Technical Implementation

Calculation Logic

Leaf Nodes: For primitive fields, aggregate equals overall metrics
Parent Nodes: Sum all aggregate metrics from child fields
Hierarchical Rollup: Each level aggregates metrics from all primitive fields below it

Performance Considerations

Single Traversal: Aggregate calculation happens during the main comparison traversal
Efficient Summation: Simple integer addition for each metric type
Memory Overhead: Minimal additional memory for aggregate dictionaries

Backward Compatibility

Existing Code: All existing code continues to work unchanged
Deprecation Warning: Legacy aggregate=True usage shows deprecation warning
Gradual Migration: Teams can migrate at their own pace

Benefits

1. Universal Field-Level Granularity

Complete Coverage: Every field comparison now provides aggregate metrics
Consistent Interface: Same access pattern regardless of field type or nesting level
No Configuration: Works automatically without any setup

2. Enhanced Analysis Capabilities

Drill-Down Analysis: Easily identify which parts of nested structures contribute to overall metrics
Comparative Analysis: Compare aggregate metrics across different levels of the hierarchy
Debugging Support: Quickly identify problematic areas in complex nested structures

3. Improved Developer Experience

Predictable Structure: Always know that aggregate field will be available
Simplified Code: No need to check for aggregate field existence
Better Tooling: IDE autocomplete and type checking work consistently

Use Cases

1. Complex Nested Structure Analysis

# Analyze which parts of a complex invoice structure have issues
invoice_result = gt_invoice.compare_with(pred_invoice, include_confusion_matrix=True)

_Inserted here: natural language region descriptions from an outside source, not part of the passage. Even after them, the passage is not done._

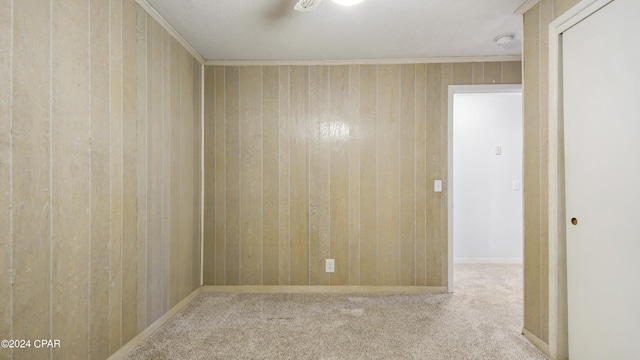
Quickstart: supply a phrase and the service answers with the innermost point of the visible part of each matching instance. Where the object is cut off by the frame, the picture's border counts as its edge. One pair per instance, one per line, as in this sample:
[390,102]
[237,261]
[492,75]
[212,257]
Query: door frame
[558,312]
[463,89]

# Check overall document accuracy
print("Document aggregate:", invoice_result['confusion_matrix']['aggregate'])

# Check line items accuracy
print("Line items aggregate:", invoice_result['confusion_matrix']['fields']['line_items']['aggregate'])

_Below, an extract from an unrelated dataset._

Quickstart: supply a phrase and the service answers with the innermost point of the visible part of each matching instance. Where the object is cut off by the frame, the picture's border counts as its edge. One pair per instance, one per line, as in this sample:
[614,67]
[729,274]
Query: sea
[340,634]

# Check individual product accuracy within line items
for i, item in enumerate(invoice_result['confusion_matrix']['fields']['line_items']['fields']):
    print(f"Item {i} aggregate:", item['aggregate'])

2. Model Performance Monitoring

# Monitor different aspects of model performance
results = []
for test_case in test_cases:
    result = gt.compare_with(pred, include_confusion_matrix=True)
    results.append({
        'overall': result['confusion_matrix']['aggregate'],
        'contact_info': result['confusion_matrix']['fields']['contact']['aggregate'],
        'personal_info': result['confusion_matrix']['fields']['name']['aggregate']
    })

# Analyze trends across different field types

3. Hierarchical Reporting

def print_hierarchical_metrics(node, path=""):
    """Print aggregate metrics for all levels of a comparison result"""
    if 'aggregate' in node:
        metrics = node['aggregate']
        precision = metrics.get('derived', {}).get('cm_precision', 0)
        recall = metrics.get('derived', {}).get('cm_recall', 0)
        f1 = metrics.get('derived', {}).get('cm_f1', 0)

        print(f"{path}: P={precision:.3f}, R={recall:.3f}, F1={f1:.3f}")

    if 'fields' in node:
        for field_name, field_data in node['fields'].items():
            new_path = f"{path}.{field_name}" if path else field_name
            print_hierarchical_metrics(field_data, new_path)

# Usage
result = gt.compare_with(pred, include_confusion_matrix=True)
print_hierarchical_metrics(result['confusion_matrix'])

Conclusion

The Universal Aggregate Field feature provides comprehensive field-level granularity for all structured model comparisons. By automatically including aggregate metrics at every node, it enables powerful analysis capabilities while maintaining backward compatibility and providing a consistent, predictable interface for developers.